Mi misi immediatamente in moto e, in breve, grazie alla collaborazione di una collega di Taranto e tramite alcuni suoi amici da qualche tempo residenti a Firenze, nel quartiere di Careggi (il capofamiglia lavorava presso le Officine Galileo), trovai una coppia di anziani, dimoranti nel medesimo stabile dei predetti, d’accordo a ospitarmi nella loro casa, con una stanza tutta per me, dove, la sera, avrei potuto anche usufruire di un frugale pasto.
Pattuii, mi pare, una pigione di quarantamila lire il mese.
Rincuorato dalla circostanza di essermi sistemato sotto l’aspetto logistico, in una fine settimana, forse, esattamente, il 16-17 ottobre 1965, abbracciai Annunziata e il piccolo Pier Paolo e montai in treno per raggiungere la nuova sede di lavoro.
Il lunedì mattino, con perfetta puntualità, mi presentai al Capo del personale della sede fiorentina, il quale mi accolse con un sorriso di benvenuto e parole di sprone; quindi, una “graduata” sua collaboratrice mi accompagnò nell’ampio locale, al piano terra dell’edificio, dove si trovava ubicato il Servizio Portafoglio Estero, affidandomi al funzionario responsabile, signor Giovannoni, che, pure, mi ricevette di buon grado e mi condusse a compiere un rapido giro, inframmezzato da strette di mano, fra gli elementi dell’ufficio, una quindicina, taluni all’incirca miei coetanei e/o, comunque, giovani.

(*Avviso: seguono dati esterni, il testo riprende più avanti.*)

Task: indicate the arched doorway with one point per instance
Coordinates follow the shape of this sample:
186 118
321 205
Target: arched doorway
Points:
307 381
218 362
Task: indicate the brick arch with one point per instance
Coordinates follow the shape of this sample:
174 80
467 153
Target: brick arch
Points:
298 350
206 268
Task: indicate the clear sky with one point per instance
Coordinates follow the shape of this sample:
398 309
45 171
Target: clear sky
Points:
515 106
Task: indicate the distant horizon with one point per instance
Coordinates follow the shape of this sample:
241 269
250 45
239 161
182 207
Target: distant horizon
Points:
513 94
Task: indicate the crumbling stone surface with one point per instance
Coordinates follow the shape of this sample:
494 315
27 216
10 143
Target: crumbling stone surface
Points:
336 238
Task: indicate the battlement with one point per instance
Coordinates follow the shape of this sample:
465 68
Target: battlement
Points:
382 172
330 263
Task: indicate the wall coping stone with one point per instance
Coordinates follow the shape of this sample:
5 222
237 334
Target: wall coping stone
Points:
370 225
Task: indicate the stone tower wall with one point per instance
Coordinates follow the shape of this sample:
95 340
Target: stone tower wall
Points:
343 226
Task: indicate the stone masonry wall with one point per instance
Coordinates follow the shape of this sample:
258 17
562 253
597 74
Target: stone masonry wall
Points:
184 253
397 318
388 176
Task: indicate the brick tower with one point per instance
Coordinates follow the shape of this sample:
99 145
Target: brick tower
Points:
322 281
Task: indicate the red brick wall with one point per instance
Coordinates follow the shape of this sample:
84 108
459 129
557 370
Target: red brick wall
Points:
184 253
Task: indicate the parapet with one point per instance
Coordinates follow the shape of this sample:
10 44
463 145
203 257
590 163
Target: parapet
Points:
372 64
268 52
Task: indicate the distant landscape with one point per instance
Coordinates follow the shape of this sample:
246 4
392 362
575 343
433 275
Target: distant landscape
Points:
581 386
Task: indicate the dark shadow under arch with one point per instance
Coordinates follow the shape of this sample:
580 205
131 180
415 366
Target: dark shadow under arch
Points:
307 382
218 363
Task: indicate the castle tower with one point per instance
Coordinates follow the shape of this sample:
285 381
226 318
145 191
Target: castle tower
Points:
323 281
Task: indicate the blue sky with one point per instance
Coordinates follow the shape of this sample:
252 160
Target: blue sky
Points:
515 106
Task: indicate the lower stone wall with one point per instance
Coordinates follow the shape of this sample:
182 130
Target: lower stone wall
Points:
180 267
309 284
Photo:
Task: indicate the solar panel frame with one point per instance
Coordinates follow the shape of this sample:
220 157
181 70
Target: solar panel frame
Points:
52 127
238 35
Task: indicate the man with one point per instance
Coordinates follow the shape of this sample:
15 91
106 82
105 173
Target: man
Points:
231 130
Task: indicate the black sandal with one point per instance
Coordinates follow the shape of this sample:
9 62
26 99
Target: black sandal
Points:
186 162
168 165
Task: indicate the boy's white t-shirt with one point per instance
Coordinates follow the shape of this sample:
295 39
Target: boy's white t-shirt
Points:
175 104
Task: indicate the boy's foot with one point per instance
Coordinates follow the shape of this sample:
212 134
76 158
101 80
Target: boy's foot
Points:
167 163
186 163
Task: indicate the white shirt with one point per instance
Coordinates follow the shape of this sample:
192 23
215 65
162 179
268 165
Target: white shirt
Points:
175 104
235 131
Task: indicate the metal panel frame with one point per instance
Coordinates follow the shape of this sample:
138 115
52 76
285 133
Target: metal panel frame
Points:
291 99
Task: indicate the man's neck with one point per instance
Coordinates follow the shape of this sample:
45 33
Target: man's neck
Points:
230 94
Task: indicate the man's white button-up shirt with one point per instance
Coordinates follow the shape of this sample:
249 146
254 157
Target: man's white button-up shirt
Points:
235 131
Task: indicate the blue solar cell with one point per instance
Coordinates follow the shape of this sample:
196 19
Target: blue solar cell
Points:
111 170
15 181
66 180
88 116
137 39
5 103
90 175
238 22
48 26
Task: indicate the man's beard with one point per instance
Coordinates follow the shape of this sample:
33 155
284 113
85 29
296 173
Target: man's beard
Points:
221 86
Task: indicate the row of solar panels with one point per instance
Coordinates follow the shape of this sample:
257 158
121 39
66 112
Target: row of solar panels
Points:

Nettamente positiva la prima impressione tratta dall’ambiente di lavoro in cui mi accingevo a inserirmi, in particolare, si creò subito un clima di confidenza con il mio compagno di scrivania, Giuliano Grandi, romano, classe 1943, da poco arrivato a Firenze e addetto a quel Servizio.
Era solo pure lui, perciò trascorrevamo insieme qualche ora anche fuori dall’ufficio, e, analogamente, consumavamo la colazione delle 13.00, in una trattoria nei pressi della banca, locale, dopo un poco, sostituito, per ragioni di conto, con la mensa universitaria.

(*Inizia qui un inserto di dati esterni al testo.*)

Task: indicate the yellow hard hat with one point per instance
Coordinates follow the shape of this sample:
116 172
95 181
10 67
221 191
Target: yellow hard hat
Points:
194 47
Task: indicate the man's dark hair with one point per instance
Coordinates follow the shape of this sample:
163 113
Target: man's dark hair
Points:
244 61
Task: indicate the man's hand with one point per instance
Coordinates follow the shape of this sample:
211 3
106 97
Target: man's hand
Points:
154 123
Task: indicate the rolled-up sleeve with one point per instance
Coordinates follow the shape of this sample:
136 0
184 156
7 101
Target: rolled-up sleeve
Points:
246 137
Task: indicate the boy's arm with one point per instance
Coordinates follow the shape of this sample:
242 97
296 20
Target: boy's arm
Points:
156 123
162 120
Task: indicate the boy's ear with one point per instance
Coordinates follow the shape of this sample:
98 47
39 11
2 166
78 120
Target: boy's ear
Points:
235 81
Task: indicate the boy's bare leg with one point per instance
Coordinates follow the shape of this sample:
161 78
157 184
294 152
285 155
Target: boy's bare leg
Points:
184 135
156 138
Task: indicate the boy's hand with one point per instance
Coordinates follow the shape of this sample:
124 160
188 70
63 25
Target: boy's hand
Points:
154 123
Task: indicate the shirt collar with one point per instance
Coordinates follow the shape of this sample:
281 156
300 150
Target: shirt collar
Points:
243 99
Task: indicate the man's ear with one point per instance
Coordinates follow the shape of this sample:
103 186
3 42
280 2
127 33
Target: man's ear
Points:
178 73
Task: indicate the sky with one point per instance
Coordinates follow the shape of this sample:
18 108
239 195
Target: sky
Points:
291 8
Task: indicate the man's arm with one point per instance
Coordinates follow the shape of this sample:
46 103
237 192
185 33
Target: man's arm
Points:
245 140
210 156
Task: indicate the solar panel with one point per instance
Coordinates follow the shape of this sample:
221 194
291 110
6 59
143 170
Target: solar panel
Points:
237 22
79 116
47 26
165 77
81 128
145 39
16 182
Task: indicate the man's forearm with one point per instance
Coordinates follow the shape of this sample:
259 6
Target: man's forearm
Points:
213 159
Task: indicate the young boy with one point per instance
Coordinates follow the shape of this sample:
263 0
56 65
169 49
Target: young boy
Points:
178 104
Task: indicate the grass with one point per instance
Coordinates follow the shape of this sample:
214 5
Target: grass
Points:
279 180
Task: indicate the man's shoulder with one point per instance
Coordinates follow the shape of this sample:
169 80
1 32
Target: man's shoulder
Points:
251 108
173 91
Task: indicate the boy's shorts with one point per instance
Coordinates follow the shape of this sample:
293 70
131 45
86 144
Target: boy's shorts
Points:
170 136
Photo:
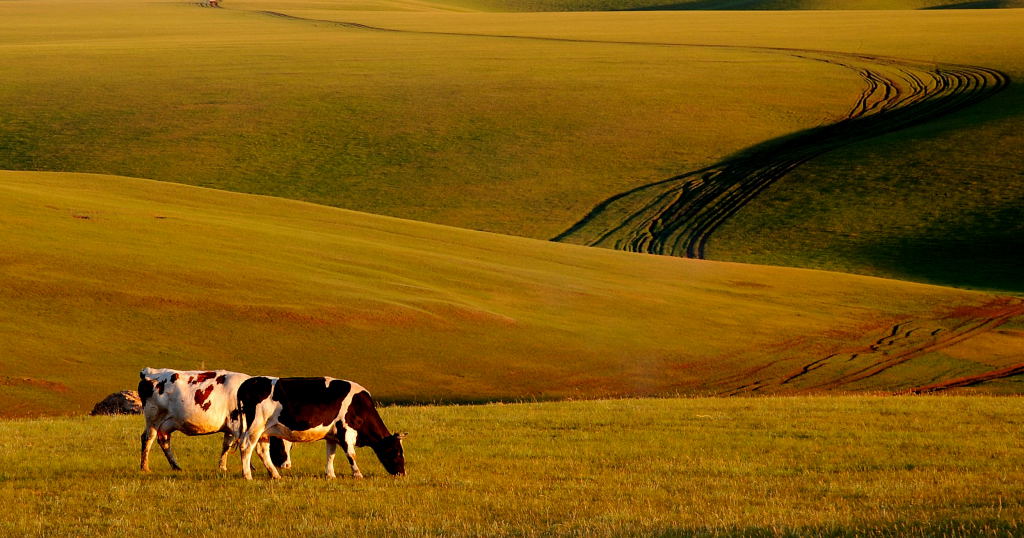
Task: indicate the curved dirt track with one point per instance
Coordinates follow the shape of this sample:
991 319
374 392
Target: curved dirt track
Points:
677 216
901 343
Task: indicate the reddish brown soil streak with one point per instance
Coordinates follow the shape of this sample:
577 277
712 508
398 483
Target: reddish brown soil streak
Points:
903 342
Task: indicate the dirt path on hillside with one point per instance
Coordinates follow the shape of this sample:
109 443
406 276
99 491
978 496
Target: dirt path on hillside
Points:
899 344
677 216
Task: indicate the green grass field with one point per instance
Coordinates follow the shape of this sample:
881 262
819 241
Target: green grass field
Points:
499 134
524 136
102 276
791 466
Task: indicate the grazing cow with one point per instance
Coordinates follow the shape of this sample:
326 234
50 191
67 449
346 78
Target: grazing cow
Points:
304 409
196 403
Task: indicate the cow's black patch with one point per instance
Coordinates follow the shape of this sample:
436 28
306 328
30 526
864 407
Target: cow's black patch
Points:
202 377
307 402
251 392
371 431
144 389
363 417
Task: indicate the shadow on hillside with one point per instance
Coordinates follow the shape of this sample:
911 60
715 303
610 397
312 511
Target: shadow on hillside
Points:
702 5
979 250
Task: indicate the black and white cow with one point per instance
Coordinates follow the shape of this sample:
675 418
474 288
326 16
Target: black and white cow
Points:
196 403
304 409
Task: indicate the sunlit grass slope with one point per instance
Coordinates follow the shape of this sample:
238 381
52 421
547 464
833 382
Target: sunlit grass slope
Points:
100 276
639 5
795 466
507 135
754 5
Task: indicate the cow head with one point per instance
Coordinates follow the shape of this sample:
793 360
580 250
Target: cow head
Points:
390 453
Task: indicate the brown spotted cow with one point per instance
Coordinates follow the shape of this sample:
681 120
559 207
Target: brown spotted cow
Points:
196 403
304 409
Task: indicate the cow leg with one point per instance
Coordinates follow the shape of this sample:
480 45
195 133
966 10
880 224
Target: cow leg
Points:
348 443
250 443
148 436
164 440
225 449
332 447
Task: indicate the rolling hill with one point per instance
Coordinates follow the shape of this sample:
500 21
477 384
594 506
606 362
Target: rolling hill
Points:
523 123
101 276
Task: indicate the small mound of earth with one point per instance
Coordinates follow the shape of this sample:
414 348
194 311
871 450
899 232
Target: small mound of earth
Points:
123 403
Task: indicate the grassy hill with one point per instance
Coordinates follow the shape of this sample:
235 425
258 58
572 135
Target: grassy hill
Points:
715 5
507 135
935 203
641 5
524 136
101 276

Una notazione, riguardo a quest’ultimo sito. All’epoca, era letteralmente affollato da studenti, ragazzi e ragazze, provenienti dall’Iran dello Scià, i quali, nell’Ateneo fiorentino, frequentavano specialmente la rinomata Facoltà di Architettura.

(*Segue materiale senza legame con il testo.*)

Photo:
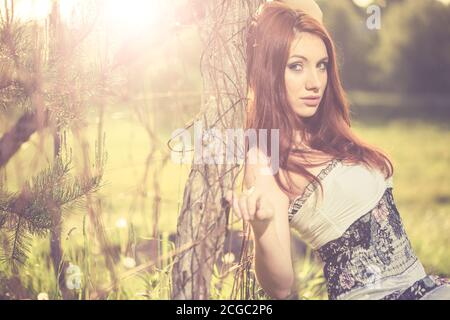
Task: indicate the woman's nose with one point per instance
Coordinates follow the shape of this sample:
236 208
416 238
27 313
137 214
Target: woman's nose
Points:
313 81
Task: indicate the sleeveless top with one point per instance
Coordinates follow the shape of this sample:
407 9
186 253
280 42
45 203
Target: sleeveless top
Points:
356 230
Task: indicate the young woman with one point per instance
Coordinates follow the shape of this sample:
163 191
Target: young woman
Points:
331 187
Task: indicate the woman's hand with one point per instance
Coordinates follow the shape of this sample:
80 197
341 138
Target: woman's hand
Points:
252 206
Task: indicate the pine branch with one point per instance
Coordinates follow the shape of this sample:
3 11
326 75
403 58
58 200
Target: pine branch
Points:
31 212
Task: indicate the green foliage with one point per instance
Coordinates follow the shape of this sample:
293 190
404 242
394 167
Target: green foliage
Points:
31 213
414 47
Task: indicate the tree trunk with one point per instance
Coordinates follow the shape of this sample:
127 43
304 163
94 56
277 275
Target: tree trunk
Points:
203 217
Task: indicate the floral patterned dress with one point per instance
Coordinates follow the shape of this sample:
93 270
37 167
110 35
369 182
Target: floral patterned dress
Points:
373 257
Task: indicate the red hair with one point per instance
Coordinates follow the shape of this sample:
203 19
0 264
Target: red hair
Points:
269 38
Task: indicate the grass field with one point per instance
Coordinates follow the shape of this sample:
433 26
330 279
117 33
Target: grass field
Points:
419 150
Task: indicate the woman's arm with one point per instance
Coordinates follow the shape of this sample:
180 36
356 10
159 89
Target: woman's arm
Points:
309 6
266 210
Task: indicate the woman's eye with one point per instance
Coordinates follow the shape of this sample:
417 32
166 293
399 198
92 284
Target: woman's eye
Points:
296 67
323 66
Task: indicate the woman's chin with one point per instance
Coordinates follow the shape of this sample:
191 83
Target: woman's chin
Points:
306 111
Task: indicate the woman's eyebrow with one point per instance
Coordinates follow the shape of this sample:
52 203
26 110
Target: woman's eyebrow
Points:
306 59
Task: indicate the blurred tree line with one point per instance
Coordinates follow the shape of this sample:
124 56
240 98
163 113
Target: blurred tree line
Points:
410 53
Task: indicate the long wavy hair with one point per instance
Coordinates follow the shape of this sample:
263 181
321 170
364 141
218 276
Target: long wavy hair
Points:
268 40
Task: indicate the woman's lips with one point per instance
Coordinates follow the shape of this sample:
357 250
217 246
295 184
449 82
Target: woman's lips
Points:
311 102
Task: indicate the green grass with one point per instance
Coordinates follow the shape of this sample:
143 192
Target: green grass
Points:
419 151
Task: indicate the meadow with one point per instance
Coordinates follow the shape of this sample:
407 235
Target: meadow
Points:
418 147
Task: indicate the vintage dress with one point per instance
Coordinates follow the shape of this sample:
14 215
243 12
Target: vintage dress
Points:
357 232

Tanti giovani provenienti dal Medio Oriente, dunque, al punto che erano di nazionalità persiana addirittura alcuni studenti anziani delegati a concordare il menù con la società che gestiva la mensa, a vigilare, di conseguenza, sulla qualità delle vivande e a sorvegliare in merito alla regolarità di svolgimento del servizio ristorazione.
Tenevo assiduamente i contatti con mia moglie, scrivendole tutti i giorni e, circa una volta la settimana, ponendo in atto una telefonata prenotata e preavvisata: io, da Firenze, servendomi di un Punto pubblico dell’unico gestore telefonico in centro città, lei, a Taranto, portandosi, invece, dall’abitazione dei suoi sino a Piazza Vittoria, dove attendeva d’essere chiamata a sollevare la cornetta, in un’analoga determinata cabina a uso degli utenti.
A scandire il tempo con ritmo ravvicinato e a colmare o attenuare la distanza geografica dal mio nucleo famigliare, erano, però, soprattutto gli scambi epistolari via posta. In proposito, mi piace dare atto che il relativo servizio, allora, funzionava benissimo, le buste facevano su e giù da Firenze a Taranto e viceversa di solito in ventiquattro ore, al massimo nel giro di due giorni.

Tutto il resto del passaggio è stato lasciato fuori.